[Linaro-acpi] [PATCH v5 18/18] Documentation: ACPI for ARM64
Jon Masters
jcm at redhat.com
Thu Jan 15 07:51:58 PST 2015
On 01/15/2015 09:10 AM, Grant Likely wrote:
> On Tue, Jan 6, 2015 at 1:59 PM, Arnd Bergmann <arnd at arndb.de> wrote:
>> On Tuesday 06 January 2015 11:20:01 Catalin Marinas wrote:
>>> On Mon, Jan 05, 2015 at 08:16:30PM +0000, Arnd Bergmann wrote:
>>>> On Monday 05 January 2015 13:13:02 Catalin Marinas wrote:
>>>>>> since passing no DT tables to OS but
>>>>>> acpi=force is missing is a corner case, we can do a follow up patch to
>>>>>> fix that, does it make sense?
>>>>>
>>>>> Not entirely. Why would no dtb and no acpi=force be a corner case? I
>>>>> thought this should be the default when only ACPI tables are passed, no
>>>>> need for an additional acpi=force argument.
>>>>
>>>> We don't really support the case of only ACPI tables for now. The expectation
>>>> is that you always have working DT support, at least for the next few years
>>>> as ACPI features are ramping up, and without acpi=force it should not try
>>>> to use ACPI at all.
>>>
>>> So if both DT and ACPI are present, just use DT unless acpi=force is
>>> passed. So far I think we agree but what I want to avoid is always
>>> mandating acpi=force even when the DT tables are missing (in the long
>>> run).
>>>
>>> Now, what's preventing a vendor firmware from providing only ACPI
>>> tables? Do we enforce it in some way (arm-acpi.txt, kernel warning etc.)
>>> that both DT and ACPI are supported, or at least that dts files are
>>> merged in the kernel first?
>>
>> We have no way of enforcing what a board vendor ships, so if they want
>> to have ACPI-only machines for MS Windows, they just won't work by
>> default on Linux. Once ACPI support is mature enough, we can also
>> have a whitelist or a different default for using it automatically
>> when no DT is present.
>>
>> For drivers merged upstream, I would insist that every driver merged
>> for an ARM64 platform has a documented DT binding that is used in the
>> driver.
>
> That's a dumb rule. It will result in untested DT code paths being
> thrown into drivers just too meet the rules rather than on whether or
> not they will actually be used. It's fine to allow driver authors to
> only implement the ACPI code path if that is what they are working
> with. We can *always* add a DT path to the driver when it is needed.
It gets worse. There *will* be large numbers of ACPI only ARM servers
landing over the coming year.
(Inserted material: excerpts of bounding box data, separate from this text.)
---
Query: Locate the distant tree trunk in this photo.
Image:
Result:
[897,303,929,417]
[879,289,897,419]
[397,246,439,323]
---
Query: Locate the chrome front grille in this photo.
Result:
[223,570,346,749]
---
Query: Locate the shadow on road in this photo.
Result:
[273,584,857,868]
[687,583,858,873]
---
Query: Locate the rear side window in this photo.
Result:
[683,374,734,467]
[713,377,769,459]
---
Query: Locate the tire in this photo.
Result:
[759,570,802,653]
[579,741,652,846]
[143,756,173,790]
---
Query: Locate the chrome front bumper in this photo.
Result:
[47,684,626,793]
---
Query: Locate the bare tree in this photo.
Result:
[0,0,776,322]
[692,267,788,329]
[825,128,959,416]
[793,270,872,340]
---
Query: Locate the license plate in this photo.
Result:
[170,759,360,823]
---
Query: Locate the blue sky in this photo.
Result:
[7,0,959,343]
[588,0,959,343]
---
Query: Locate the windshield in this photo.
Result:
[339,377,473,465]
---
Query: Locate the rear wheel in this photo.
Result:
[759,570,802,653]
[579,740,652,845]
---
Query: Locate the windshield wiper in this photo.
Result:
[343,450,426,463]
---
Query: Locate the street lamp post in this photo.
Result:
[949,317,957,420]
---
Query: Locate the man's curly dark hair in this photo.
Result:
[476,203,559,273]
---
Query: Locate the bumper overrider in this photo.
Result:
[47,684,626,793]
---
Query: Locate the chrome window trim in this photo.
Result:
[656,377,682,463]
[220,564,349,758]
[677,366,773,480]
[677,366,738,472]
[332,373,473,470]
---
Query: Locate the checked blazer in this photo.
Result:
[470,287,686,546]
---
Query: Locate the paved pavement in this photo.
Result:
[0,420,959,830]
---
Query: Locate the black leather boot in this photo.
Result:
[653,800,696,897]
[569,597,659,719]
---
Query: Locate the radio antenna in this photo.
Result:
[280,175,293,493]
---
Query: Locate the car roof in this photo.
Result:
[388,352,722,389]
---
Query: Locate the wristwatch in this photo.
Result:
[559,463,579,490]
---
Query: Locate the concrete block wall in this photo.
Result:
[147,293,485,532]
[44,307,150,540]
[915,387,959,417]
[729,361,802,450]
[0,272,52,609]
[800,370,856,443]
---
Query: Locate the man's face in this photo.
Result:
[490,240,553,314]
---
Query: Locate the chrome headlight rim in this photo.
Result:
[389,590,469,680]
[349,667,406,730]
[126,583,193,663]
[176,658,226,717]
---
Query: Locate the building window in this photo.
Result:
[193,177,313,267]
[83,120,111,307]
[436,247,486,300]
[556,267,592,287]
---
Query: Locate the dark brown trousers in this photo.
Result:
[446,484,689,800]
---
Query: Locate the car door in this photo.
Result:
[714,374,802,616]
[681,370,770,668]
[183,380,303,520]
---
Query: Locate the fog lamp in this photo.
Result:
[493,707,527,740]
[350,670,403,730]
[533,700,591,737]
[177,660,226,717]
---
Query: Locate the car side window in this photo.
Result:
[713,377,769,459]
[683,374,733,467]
Not only would DT code be untested, but
insisting on keeping e.g. a DSDT and DT in sync is never going to work
anyway. Already we have early stage servers that contain a DT used for
bringup that is subsequently not being updated as often as the ACPI
tables (those systems are now booting exclusively in labs with ACPI).
Eventually, I am going to push for the DT data to be removed from these
systems rather than have out of date unmaintained DT data in firmware.
Jon.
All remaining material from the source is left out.